The hotel's lights ahead sparkled through Greg's rain-dappled windshield as he drove up the driveway. He was finally close enough to the dot on his phone's map that the navigation had nothing more to say. He couldn't be sure if this was what he was hoping for or what he was dreading, but it was just as stunning and unexpected as before.
He parked in the gravel lot out front and got out of the car, looking at the structure from the outside. He still wasn't sure about going back in there, after what happened before. Maybe coming back here was a mistake, but he needed to get away, and he needed answers, and he thought maybe he'd be able to get them here. Maybe if he came alone, he wouldn't be susceptible to whatever collective delusion they'd been under before.
But going out to find the dragon is one thing. Climbing into its mouth is another.
Greg was not so oblivious as the rest of them seemed to think. He remembered what he saw, when they all woke up in the abandoned hotel together: his wife Amy lying naked, straddling her brother's crotch. A trail of semen when she got up off him, his cock slipping free.
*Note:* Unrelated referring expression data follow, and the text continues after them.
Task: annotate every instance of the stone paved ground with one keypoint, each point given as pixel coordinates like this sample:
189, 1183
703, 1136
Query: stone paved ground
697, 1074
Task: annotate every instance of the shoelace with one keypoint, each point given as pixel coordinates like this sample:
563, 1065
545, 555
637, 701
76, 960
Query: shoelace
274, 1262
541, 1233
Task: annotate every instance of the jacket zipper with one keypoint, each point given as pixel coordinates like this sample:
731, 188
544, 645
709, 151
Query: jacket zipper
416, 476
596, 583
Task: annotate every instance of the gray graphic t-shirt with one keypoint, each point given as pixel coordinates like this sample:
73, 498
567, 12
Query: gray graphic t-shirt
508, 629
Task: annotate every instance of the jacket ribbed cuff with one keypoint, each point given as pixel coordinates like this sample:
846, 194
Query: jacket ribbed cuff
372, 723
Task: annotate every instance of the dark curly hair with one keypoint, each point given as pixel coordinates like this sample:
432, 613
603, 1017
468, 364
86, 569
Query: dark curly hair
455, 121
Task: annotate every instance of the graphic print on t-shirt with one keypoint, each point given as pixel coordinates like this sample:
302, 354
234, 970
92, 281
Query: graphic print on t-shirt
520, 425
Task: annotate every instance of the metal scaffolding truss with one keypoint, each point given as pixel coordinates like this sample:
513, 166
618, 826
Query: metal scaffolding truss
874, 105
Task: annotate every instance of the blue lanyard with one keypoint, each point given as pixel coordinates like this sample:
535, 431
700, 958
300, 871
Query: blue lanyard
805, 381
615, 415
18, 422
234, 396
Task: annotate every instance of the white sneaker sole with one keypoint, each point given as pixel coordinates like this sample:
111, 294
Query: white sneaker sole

He also knew Amy had come back here with Zach, spent another weekend alone here with him, and came home reeking of sex. All while she and Greg were trying to conceive. Now she was pregnant, and it could have been Greg's. She sought him out soon after that weekend away, but Greg wasn't fooled. If the baby was Zach's, that would be obvious in time.
He wasn't sure where that left him. He wasn't sure what kind of future he and Amy could have together. But that was also only the beginning.
Greg thought that what happened to the whole group of them at this abandoned hotel was something they had tacitly agreed never to talk about again. Other than Zach and Amy, who were their own thing by now. But then when Greg was over at Mike's house, he noticed photos on Mike's desk, showing the crumbling facade. It was Zach's photography for sure.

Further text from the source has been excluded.